Simulation allows users to gain valuable insights into the physical properties and behaviors of a design. It’s a means to an end, not an end to itself. Historically, professional-grade simulation, along with SimScale, was quite a complex undertaking with a high barrier to entry. With this month’s update, we’re taking one a step towards a more user-friendly interface, and a giant leap towards a holistically improved simulation experience.
This update is all about making simulation more accessible while working to remove the complexity of meshing as a necessary step before the simulation setup—something that will particularly help novice users to successfully simulate faster and easier.
With the release of the new workbench in October 2018 we shipped a feature called “CAD-Based Simulation Setup”, which allows all simulation assignments to be made directly on the original CAD model instead of a mesh. The added benefit of this approach is that in the case there is a need to change or refine the mesh later, the mesh can be exchanged while all settings and assignments are kept.
Another benefit of this approach is that a simulation setup will no longer depend on a computed mesh. This led us to make a fundamental change to the default simulation workflow on the SimScale Platform. The following chart illustrates the changes:
Meshing is a concept that has always eluded many of our users. And who can blame them? If you did not happen to have studied Computational Science or Engineering, how likely would it be that you are aware of the specifics of the mathematical models behind simulation or the requirement of a discretized simulation domain?
The goal of SimScale is to make simulation accessible to everyone, independent of skill level. By integrating the mesh setup into the simulation tree, we can make sure to prevent the common pitfall of choosing the wrong mesh for the intended analysis type. Knowing the analysis type before the mesh is created allows us to create a compatible mesh setup by default. This prevents the user from creating an incompatible mesh.
In turn, this change reinforces the intended new workflow of defining all assignments directly on the CAD model instead of the mesh, and highlights that meshes can easily be exchanged if required. The entire navigation tree now looks as follows:
Not to worry! All your meshes are still there, but are now hidden inside of your simulations. Just open the mesh panel in any of your simulation trees and you’ll find a list of all meshes based on the simulation geometry, which are compatible with the analysis type of your simulation.
By default, whenever you create a new simulation or assign another geometry to an existing simulation, a new mesh setup that is compatible with the chosen analysis type is created in case none yet exists.

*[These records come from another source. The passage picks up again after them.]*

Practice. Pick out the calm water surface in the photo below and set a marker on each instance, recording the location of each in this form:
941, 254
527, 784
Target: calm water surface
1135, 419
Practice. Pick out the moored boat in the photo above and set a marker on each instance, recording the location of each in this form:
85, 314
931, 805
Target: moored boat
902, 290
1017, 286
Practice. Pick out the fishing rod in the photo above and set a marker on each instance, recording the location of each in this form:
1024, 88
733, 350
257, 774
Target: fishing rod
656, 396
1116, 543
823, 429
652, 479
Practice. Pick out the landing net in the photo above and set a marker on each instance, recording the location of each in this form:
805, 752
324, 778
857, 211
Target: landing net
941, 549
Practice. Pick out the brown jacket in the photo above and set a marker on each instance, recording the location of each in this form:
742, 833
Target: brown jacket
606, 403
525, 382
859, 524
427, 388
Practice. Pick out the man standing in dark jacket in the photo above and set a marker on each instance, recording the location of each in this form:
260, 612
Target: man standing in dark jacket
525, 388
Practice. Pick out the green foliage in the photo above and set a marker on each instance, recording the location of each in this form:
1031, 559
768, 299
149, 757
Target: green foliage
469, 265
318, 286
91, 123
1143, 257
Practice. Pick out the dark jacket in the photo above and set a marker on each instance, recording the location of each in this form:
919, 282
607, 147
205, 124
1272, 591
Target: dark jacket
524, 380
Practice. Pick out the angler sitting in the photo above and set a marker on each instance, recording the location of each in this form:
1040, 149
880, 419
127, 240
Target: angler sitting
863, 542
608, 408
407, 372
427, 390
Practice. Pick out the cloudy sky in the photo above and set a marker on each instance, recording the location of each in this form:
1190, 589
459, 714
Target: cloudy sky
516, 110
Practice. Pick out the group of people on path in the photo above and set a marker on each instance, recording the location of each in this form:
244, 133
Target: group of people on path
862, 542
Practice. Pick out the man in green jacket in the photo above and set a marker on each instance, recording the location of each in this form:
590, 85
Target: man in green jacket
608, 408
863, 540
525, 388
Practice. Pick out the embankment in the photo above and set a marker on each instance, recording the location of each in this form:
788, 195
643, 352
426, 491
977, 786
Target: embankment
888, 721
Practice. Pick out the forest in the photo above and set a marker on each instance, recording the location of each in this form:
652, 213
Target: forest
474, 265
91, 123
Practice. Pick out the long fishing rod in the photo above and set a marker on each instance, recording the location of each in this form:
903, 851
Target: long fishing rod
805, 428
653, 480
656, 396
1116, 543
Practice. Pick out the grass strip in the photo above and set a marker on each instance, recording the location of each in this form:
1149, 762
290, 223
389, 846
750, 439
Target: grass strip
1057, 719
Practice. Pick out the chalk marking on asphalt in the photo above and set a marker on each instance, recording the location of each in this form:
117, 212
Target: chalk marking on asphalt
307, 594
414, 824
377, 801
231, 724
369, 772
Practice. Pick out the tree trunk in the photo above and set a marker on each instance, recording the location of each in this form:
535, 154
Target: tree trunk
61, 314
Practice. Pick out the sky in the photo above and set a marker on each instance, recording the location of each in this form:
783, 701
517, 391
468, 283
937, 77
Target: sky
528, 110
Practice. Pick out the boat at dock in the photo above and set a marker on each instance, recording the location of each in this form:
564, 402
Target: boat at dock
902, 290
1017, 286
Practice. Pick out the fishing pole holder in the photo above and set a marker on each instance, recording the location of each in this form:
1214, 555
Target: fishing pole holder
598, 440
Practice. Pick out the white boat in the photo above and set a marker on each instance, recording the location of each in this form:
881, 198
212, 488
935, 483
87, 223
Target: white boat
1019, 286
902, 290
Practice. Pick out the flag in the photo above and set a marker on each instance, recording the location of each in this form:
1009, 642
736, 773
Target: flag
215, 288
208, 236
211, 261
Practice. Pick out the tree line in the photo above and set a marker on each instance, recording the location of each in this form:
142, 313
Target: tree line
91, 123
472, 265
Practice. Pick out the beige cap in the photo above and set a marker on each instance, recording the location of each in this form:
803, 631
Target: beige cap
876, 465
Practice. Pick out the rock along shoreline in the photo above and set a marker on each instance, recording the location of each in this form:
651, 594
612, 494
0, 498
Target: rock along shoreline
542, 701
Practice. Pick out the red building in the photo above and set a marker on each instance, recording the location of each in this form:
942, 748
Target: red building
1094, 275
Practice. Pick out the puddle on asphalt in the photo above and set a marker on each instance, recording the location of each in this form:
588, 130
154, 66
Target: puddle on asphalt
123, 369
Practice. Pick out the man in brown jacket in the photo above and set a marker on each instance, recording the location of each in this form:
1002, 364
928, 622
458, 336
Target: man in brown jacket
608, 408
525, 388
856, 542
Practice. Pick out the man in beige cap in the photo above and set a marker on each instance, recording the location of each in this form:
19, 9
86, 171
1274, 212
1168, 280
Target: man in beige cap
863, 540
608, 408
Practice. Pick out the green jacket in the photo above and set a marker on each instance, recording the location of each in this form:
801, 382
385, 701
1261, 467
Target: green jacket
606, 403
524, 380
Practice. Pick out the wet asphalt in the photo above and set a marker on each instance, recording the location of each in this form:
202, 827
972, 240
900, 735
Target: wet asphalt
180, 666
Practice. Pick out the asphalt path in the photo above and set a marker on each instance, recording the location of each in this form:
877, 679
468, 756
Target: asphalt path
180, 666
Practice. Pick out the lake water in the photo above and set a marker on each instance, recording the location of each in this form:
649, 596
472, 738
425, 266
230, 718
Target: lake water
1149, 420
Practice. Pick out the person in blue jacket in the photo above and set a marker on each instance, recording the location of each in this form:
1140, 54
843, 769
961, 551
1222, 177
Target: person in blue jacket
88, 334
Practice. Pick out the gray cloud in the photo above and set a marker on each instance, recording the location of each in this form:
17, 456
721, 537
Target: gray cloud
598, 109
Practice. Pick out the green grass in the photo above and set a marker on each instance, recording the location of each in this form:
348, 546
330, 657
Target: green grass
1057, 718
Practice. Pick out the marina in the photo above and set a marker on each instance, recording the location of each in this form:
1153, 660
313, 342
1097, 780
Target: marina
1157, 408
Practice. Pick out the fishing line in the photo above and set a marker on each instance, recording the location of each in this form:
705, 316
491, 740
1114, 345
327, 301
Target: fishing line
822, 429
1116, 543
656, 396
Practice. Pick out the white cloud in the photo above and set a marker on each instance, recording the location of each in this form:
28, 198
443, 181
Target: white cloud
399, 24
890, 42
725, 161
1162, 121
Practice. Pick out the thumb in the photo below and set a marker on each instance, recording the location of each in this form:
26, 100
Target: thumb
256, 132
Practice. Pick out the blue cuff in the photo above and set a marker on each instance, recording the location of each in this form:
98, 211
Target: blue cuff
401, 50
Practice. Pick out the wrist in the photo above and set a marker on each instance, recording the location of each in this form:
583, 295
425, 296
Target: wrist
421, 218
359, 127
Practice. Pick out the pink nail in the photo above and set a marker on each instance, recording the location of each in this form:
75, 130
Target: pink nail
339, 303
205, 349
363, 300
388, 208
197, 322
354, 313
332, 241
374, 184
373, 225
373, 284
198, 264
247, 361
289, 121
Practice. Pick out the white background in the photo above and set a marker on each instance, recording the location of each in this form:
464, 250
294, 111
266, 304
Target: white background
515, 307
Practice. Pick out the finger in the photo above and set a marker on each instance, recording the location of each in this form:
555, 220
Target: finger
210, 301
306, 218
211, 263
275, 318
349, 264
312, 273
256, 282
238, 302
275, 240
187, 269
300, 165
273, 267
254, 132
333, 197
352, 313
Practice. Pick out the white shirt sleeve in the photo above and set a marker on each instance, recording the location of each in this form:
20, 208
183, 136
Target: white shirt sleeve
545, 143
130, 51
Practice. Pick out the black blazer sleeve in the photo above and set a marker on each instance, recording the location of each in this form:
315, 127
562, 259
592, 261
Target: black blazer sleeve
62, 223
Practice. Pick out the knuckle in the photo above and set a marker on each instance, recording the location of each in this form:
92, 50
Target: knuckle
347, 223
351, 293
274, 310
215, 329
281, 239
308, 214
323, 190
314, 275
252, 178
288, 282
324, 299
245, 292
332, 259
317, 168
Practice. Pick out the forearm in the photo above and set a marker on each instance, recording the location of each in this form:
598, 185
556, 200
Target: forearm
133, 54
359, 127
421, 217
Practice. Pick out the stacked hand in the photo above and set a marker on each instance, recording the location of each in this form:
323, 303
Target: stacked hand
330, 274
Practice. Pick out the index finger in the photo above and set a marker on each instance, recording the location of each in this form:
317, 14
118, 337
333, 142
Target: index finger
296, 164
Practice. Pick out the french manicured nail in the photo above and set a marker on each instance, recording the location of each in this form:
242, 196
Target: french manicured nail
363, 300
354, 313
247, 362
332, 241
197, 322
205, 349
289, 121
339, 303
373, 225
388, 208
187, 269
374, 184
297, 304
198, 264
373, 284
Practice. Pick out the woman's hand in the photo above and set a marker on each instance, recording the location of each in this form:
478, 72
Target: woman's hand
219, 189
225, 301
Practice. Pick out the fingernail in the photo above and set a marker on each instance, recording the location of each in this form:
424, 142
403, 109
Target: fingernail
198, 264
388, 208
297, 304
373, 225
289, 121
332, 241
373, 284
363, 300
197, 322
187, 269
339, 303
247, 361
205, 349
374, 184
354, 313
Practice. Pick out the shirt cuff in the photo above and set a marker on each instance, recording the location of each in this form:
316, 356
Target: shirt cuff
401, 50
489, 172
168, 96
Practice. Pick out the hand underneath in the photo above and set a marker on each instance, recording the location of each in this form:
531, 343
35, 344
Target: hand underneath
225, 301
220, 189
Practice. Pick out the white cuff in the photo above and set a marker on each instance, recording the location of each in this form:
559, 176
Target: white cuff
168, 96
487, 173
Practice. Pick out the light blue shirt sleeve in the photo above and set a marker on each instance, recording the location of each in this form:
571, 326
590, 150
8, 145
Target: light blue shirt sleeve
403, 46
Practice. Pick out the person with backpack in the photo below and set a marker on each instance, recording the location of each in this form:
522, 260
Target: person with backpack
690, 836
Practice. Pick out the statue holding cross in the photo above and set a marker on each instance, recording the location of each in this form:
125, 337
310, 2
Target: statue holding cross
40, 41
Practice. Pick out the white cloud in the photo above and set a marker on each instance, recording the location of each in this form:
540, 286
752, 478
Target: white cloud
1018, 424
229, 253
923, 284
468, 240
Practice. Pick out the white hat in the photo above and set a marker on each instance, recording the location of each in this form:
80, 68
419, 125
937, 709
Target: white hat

Another common use case, simulating multiple iterations of a design, now also becomes easier than ever before. Simply upload the modified CAD model, duplicate your simulation, import mesh settings from another mesh, and start your runs. For the time being, it will still be required to start your meshing and simulation runs independently. Once we’re confident in the automatic meshing capabilities of SimScale, the goal is to link the meshing and simulation runs together, streamlining the entire simulation workflow even more.
With this update, we ultimately hope to reduce the complexity and difficulty of running a professional-grade simulation with SimScale.